Cognitive analytic therapy is practical and collaborative in style, with a particular focus upon understanding the individual's problematic relationship patterns and the thoughts, feelings and behavioural responses that result from these patterns. A central feature in CAT is the joint (patient–therapist) creation of a shared understanding of the patient's difficulties and their developmental origins, using plain-language written and diagrammatic ‘reformulations’. These form the basis for understanding relationship problems both outside and within therapy, assist the patient to recognise and revise their dysfunctional relationship patterns and assist the therapist to avoid colluding (or recover from collusion) with such relationship patterns. Because of its strong relational focus, CAT has particular applicability to personality disorders, as it targets interpersonal and intrapsychic processes common to all personality disorders. Its integrative approach also encompasses co-occurring mental state disorders that are the norm in individuals with personality disorders presenting to front-line clinical services.

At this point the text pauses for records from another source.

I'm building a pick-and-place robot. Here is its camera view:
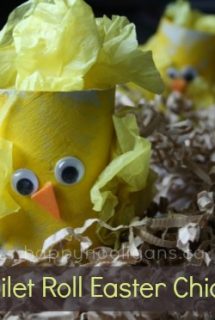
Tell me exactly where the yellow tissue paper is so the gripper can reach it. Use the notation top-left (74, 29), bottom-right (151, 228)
top-left (143, 0), bottom-right (215, 82)
top-left (0, 0), bottom-right (163, 93)
top-left (166, 0), bottom-right (215, 33)
top-left (195, 16), bottom-right (215, 34)
top-left (165, 0), bottom-right (201, 28)
top-left (85, 16), bottom-right (163, 93)
top-left (91, 114), bottom-right (154, 246)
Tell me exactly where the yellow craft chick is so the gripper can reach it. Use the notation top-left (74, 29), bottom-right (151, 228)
top-left (0, 0), bottom-right (163, 251)
top-left (140, 0), bottom-right (215, 107)
top-left (0, 90), bottom-right (115, 250)
top-left (166, 66), bottom-right (197, 94)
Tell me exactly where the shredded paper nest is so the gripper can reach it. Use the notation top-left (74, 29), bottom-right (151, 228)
top-left (0, 89), bottom-right (215, 319)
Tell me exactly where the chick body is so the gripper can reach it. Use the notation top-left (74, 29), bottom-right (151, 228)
top-left (0, 0), bottom-right (164, 252)
top-left (140, 15), bottom-right (215, 107)
top-left (0, 89), bottom-right (115, 250)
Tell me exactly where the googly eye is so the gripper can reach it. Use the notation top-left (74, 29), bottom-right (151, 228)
top-left (12, 169), bottom-right (39, 196)
top-left (181, 67), bottom-right (197, 82)
top-left (167, 67), bottom-right (179, 79)
top-left (55, 157), bottom-right (85, 185)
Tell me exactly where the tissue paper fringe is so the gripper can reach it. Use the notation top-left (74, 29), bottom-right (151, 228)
top-left (0, 0), bottom-right (163, 93)
top-left (166, 0), bottom-right (215, 33)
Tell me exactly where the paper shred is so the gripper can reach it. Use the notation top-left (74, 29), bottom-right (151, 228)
top-left (138, 229), bottom-right (176, 248)
top-left (41, 227), bottom-right (92, 255)
top-left (0, 255), bottom-right (14, 267)
top-left (197, 191), bottom-right (214, 214)
top-left (148, 214), bottom-right (204, 230)
top-left (140, 103), bottom-right (215, 212)
top-left (8, 250), bottom-right (39, 264)
top-left (31, 312), bottom-right (78, 320)
top-left (194, 251), bottom-right (212, 267)
top-left (177, 223), bottom-right (200, 256)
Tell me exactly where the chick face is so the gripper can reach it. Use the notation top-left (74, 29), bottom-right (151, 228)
top-left (150, 18), bottom-right (215, 84)
top-left (167, 66), bottom-right (197, 94)
top-left (0, 90), bottom-right (115, 233)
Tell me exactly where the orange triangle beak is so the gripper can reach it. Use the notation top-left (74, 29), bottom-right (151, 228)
top-left (171, 79), bottom-right (188, 93)
top-left (31, 182), bottom-right (61, 220)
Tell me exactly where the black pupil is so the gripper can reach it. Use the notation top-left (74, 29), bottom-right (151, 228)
top-left (169, 72), bottom-right (177, 79)
top-left (183, 70), bottom-right (196, 82)
top-left (62, 166), bottom-right (79, 184)
top-left (16, 178), bottom-right (34, 196)
top-left (167, 69), bottom-right (177, 79)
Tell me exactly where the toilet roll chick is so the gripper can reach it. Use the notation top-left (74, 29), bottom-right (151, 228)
top-left (0, 0), bottom-right (163, 251)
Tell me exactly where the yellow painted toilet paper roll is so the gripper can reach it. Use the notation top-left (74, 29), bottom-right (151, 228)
top-left (0, 89), bottom-right (115, 250)
top-left (152, 18), bottom-right (215, 82)
top-left (0, 89), bottom-right (152, 250)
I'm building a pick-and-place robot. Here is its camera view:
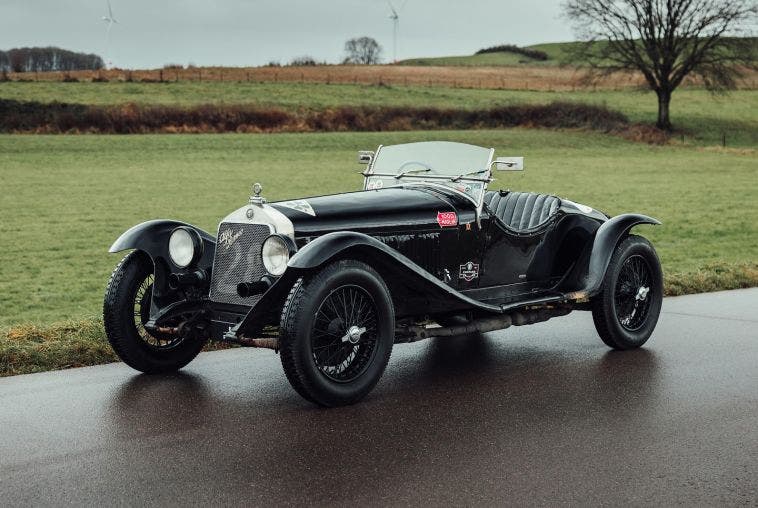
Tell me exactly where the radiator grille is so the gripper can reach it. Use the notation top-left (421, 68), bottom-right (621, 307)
top-left (210, 223), bottom-right (271, 306)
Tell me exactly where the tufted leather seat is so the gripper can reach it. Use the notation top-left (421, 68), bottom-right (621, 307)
top-left (484, 191), bottom-right (561, 231)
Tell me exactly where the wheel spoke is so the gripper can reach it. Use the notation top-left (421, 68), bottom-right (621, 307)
top-left (310, 284), bottom-right (379, 383)
top-left (614, 254), bottom-right (653, 331)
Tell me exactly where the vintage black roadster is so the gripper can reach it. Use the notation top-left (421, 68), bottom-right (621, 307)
top-left (104, 141), bottom-right (663, 406)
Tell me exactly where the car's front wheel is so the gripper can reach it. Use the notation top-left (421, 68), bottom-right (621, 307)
top-left (592, 234), bottom-right (663, 350)
top-left (279, 259), bottom-right (395, 407)
top-left (103, 251), bottom-right (205, 373)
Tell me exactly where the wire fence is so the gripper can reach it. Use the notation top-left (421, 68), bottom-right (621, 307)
top-left (3, 65), bottom-right (757, 92)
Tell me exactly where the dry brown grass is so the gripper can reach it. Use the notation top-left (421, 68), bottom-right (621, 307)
top-left (9, 65), bottom-right (758, 91)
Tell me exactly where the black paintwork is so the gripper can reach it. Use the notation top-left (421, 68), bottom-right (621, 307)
top-left (109, 183), bottom-right (660, 341)
top-left (109, 220), bottom-right (216, 315)
top-left (271, 187), bottom-right (476, 236)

In personality disorder treatment, the perfect can often be the enemy of the good, with specialised interventions usually being prolonged and intensive at the cost of accessibility. A feature and strength of the CAT approach to individual therapy is its focus on being time limited (typically 16–24 weeks) and managing the ending in therapy from the outset. A ‘good enough’ ending is seen as an important therapeutic experience and a means of avoiding prolonged and/or collusive relationships. It also has a practical aim of improving access to therapy by increasing throughput in programmes. This may make it suitable for more widespread use in publically funded mental health systems and complementary to more prolonged and intensive interventions, which might be reserved either for those individuals with unsatisfactory outcomes from a trial of time-limited intervention or (in Clarke et al's study Reference Clarke, Thomas and James4 ) those with severe self-harm. Although this seems clinically sensible there is no evidence, at present, about the effectiveness of this approach.

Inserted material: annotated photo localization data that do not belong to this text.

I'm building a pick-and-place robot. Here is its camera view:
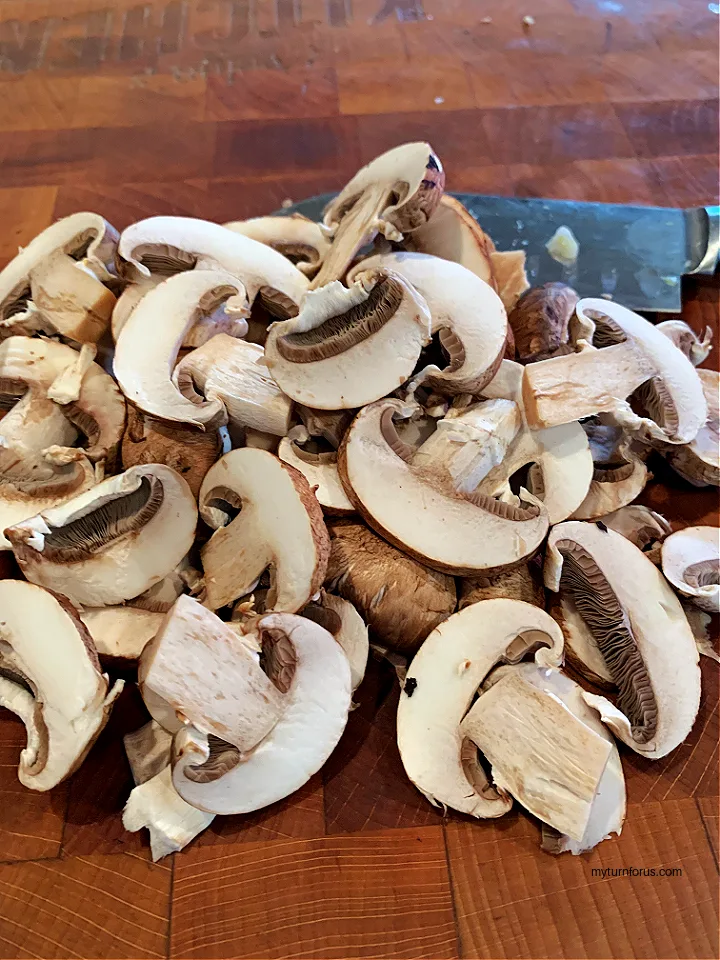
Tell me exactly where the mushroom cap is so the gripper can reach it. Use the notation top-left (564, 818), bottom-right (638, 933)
top-left (397, 598), bottom-right (563, 817)
top-left (6, 463), bottom-right (198, 607)
top-left (278, 435), bottom-right (354, 515)
top-left (508, 283), bottom-right (580, 363)
top-left (666, 369), bottom-right (719, 487)
top-left (661, 526), bottom-right (719, 614)
top-left (657, 319), bottom-right (713, 367)
top-left (223, 215), bottom-right (331, 276)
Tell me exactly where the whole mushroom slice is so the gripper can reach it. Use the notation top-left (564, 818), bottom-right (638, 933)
top-left (325, 519), bottom-right (456, 655)
top-left (545, 520), bottom-right (701, 758)
top-left (461, 663), bottom-right (625, 853)
top-left (224, 215), bottom-right (331, 276)
top-left (0, 580), bottom-right (123, 791)
top-left (264, 269), bottom-right (431, 410)
top-left (114, 270), bottom-right (249, 429)
top-left (311, 142), bottom-right (444, 289)
top-left (118, 216), bottom-right (309, 317)
top-left (278, 429), bottom-right (354, 515)
top-left (661, 526), bottom-right (719, 614)
top-left (199, 448), bottom-right (330, 612)
top-left (339, 398), bottom-right (549, 575)
top-left (657, 319), bottom-right (712, 366)
top-left (665, 369), bottom-right (719, 487)
top-left (6, 464), bottom-right (197, 607)
top-left (301, 593), bottom-right (369, 691)
top-left (351, 252), bottom-right (507, 395)
top-left (397, 598), bottom-right (564, 817)
top-left (80, 606), bottom-right (164, 666)
top-left (172, 612), bottom-right (351, 814)
top-left (522, 299), bottom-right (707, 444)
top-left (0, 212), bottom-right (118, 344)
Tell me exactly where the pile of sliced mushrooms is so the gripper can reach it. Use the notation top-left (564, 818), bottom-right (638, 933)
top-left (0, 142), bottom-right (717, 862)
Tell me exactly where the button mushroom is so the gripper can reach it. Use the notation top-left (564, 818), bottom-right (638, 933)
top-left (545, 520), bottom-right (701, 758)
top-left (199, 448), bottom-right (330, 612)
top-left (397, 598), bottom-right (564, 817)
top-left (5, 463), bottom-right (197, 607)
top-left (224, 214), bottom-right (331, 276)
top-left (665, 369), bottom-right (719, 487)
top-left (0, 580), bottom-right (123, 791)
top-left (661, 526), bottom-right (719, 614)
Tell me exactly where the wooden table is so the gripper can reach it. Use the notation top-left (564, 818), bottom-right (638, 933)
top-left (0, 1), bottom-right (718, 957)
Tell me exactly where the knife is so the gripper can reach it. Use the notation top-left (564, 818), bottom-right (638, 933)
top-left (278, 194), bottom-right (719, 313)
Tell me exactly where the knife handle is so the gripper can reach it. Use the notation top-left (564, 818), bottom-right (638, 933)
top-left (690, 205), bottom-right (720, 275)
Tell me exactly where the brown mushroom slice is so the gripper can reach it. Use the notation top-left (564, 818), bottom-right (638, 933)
top-left (339, 398), bottom-right (549, 575)
top-left (302, 593), bottom-right (368, 691)
top-left (459, 562), bottom-right (545, 610)
top-left (199, 448), bottom-right (329, 612)
top-left (118, 216), bottom-right (309, 317)
top-left (0, 213), bottom-right (118, 344)
top-left (508, 283), bottom-right (580, 363)
top-left (265, 269), bottom-right (431, 410)
top-left (174, 335), bottom-right (293, 438)
top-left (224, 215), bottom-right (331, 276)
top-left (461, 663), bottom-right (625, 852)
top-left (351, 252), bottom-right (507, 395)
top-left (657, 319), bottom-right (712, 366)
top-left (311, 143), bottom-right (444, 289)
top-left (522, 299), bottom-right (707, 444)
top-left (0, 580), bottom-right (123, 791)
top-left (278, 432), bottom-right (354, 515)
top-left (397, 599), bottom-right (563, 817)
top-left (661, 526), bottom-right (719, 614)
top-left (80, 607), bottom-right (164, 665)
top-left (6, 464), bottom-right (197, 607)
top-left (665, 369), bottom-right (719, 486)
top-left (545, 520), bottom-right (701, 758)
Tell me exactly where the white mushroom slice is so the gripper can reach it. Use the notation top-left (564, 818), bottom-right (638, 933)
top-left (0, 212), bottom-right (118, 344)
top-left (114, 270), bottom-right (248, 429)
top-left (301, 593), bottom-right (368, 691)
top-left (278, 433), bottom-right (354, 515)
top-left (570, 455), bottom-right (648, 520)
top-left (199, 448), bottom-right (330, 612)
top-left (661, 526), bottom-right (719, 614)
top-left (351, 252), bottom-right (507, 395)
top-left (311, 142), bottom-right (444, 289)
top-left (264, 270), bottom-right (431, 411)
top-left (522, 299), bottom-right (707, 444)
top-left (0, 580), bottom-right (123, 791)
top-left (666, 369), bottom-right (719, 486)
top-left (397, 598), bottom-right (563, 817)
top-left (172, 612), bottom-right (351, 814)
top-left (339, 398), bottom-right (549, 575)
top-left (174, 335), bottom-right (293, 438)
top-left (111, 276), bottom-right (163, 342)
top-left (224, 215), bottom-right (331, 276)
top-left (596, 504), bottom-right (671, 552)
top-left (6, 464), bottom-right (197, 607)
top-left (461, 664), bottom-right (625, 852)
top-left (545, 520), bottom-right (701, 758)
top-left (657, 319), bottom-right (712, 366)
top-left (118, 216), bottom-right (309, 317)
top-left (80, 607), bottom-right (164, 664)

Similar to other interventions, including longer-term ones, typical training programmes to become an independent CAT practitioner take at least 2 years. Although necessary, such requirements are likely to limit the uptake of such interventions across mental health systems. This underscores the need for simpler and more easily disseminated interventions, if that is possible to achieve, for problems that by their very nature are complex. It remains untested whether intervention at the service system level, such as teaching the basic principles and relational skills underlying structured interventions such as CAT to a broad range of clinicians, might change their interactions with patients with personality disorders to the extent that at least clinicians and services will first do no harm.